Generation of human RGMa monoclonal antibodies
AE12-1 and AE12-1Y are human anti-RGMa monoclonal antibodies (mabs) generated by AbbVie via PROfusion mRNA display using in vitro RNA libraries which allow expression and selection of single chain Fv antibodies. Both AE12-1 and AE12-1Y are high affinity, RGMa-selective monoclonal antibodies. These mabs exhibit comparable binding affinity to human, cynomolgous macaque, rat and mouse RGMa. AE12-1Y is a variant of AE12-1 by replacement of an unpaired Cysteine residue (Cys226) in light chain complementarity determining region 3. AE12-1 and AE12-1Y, dosed at 4–5 mg/kg intravenously in rats, show a half-life of 6d and 2d in rats, respectively. The anti-RGMa antibody levels in serum used for determining the half-life were measured by Mesoscale Discovery (MSD) assay employing biotinylated human RGMa (0.5 µg/mL) for capture and goat anti-human sulfotag antibody (0.5 µg/mL) for detection as described in the section below. The two mabs do not cross-react with the other two RGM family members RGMb and RGMc, as determined by Surface Plasmon Resonance using BIAcore instrument. Both AE12-1 and AE12-1Y mabs neutralize RGMa activity in functional assays such as chemotaxis, neurite outgrowth, and BMP-responsive reporter gene assays. Human IgG (hIgG) was used as an isotype control for the in vitro and in vivo studies and was recombinantly produced in CHO cells.

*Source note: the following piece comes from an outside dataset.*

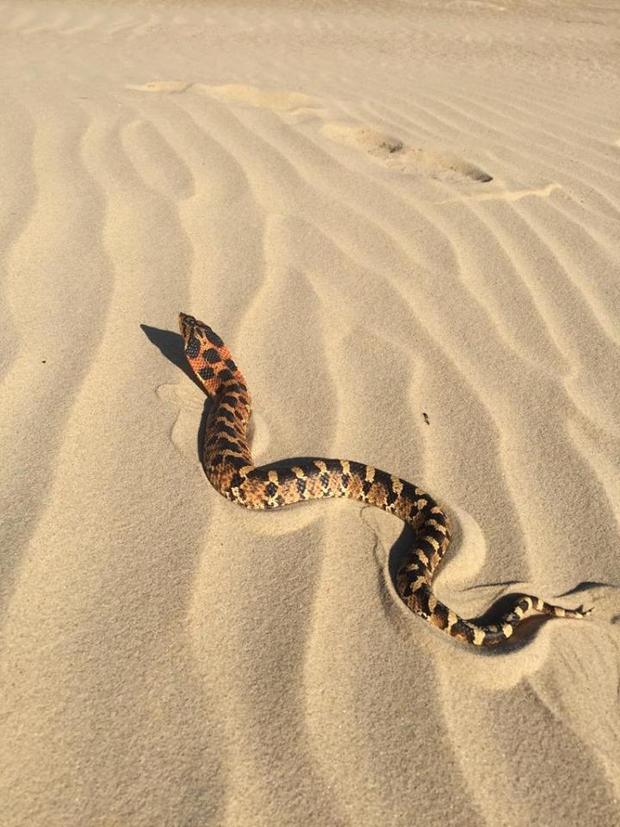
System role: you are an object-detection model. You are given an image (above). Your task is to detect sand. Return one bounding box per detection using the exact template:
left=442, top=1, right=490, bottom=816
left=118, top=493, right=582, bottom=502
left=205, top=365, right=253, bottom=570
left=0, top=0, right=620, bottom=827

Assay for measuring antibody levels in serum and CSF
Serum and CSF samples from treated animals were analyzed with a MSD assay employing biotinylated human RGMa (0.5 µg/mL) for capture and goat anti-human sulfotag antibody (0.5 µg/mL) for detection. The samples were analyzed at a 1% final matrix concentration. MSD standard curve fitting and data evaluation was performed using XLfit4 software (Version 4.2.1 Build 16). A calibration curve was plotted from MSD luminescence units versus theoretical standard concentrations. A four-parameter logistic model was used for curve fitting. The regression equation for the calibration curve was then used to back calculate the measured concentrations. The background intensity from animals treated with PBS was subtracted before calculating concentrations from the standard curve. The lower limit of quantitation was 0.007 µg/mL, and the linear range was 5–0.007 µg/mL. Plates were considered valid when at least 2/3 of the quality controls were within 30% of the expected values.
Western blots
Mouse cortical neurons were lysed in RIPA buffer containing a protease inhibitor cocktail. Samples were denatured at 95 °C for 5 min in a 6X Lamelli buffer (50 mM Tris-HCl [pH6.8], 2% SDS, 10% glycerol, 1% β-mercaptoethanol, 12.5 mM EDTA, and 0.02% bromophenol blue). Samples were loaded on a 10% acrylamide gel in Tris-Glycine running buffer (25 mM Tris, 192 mM Glycine, and 0.1% SDS) and transferred onto a nitro-cellulose membrane. Blots were blocked with 5% nonfat dry milk in PBS, and probed with the anti-RGMa mabs (AE12-1; 1:1000 (1 mg/ml) and AE12-1Y; 1:1000 (1 mg/ml)) and anti-Neogenin (E20; Santa Cruz; 10 mg/ml) at 4 °C overnight. After three washes in PBS containing 0.1% Tween-20, blots were probed with an Odyssey goat anti-mouse secondary antibody (1:4000; Li-COR, Lincoln, Ne, USA) for 2hr at room temperature.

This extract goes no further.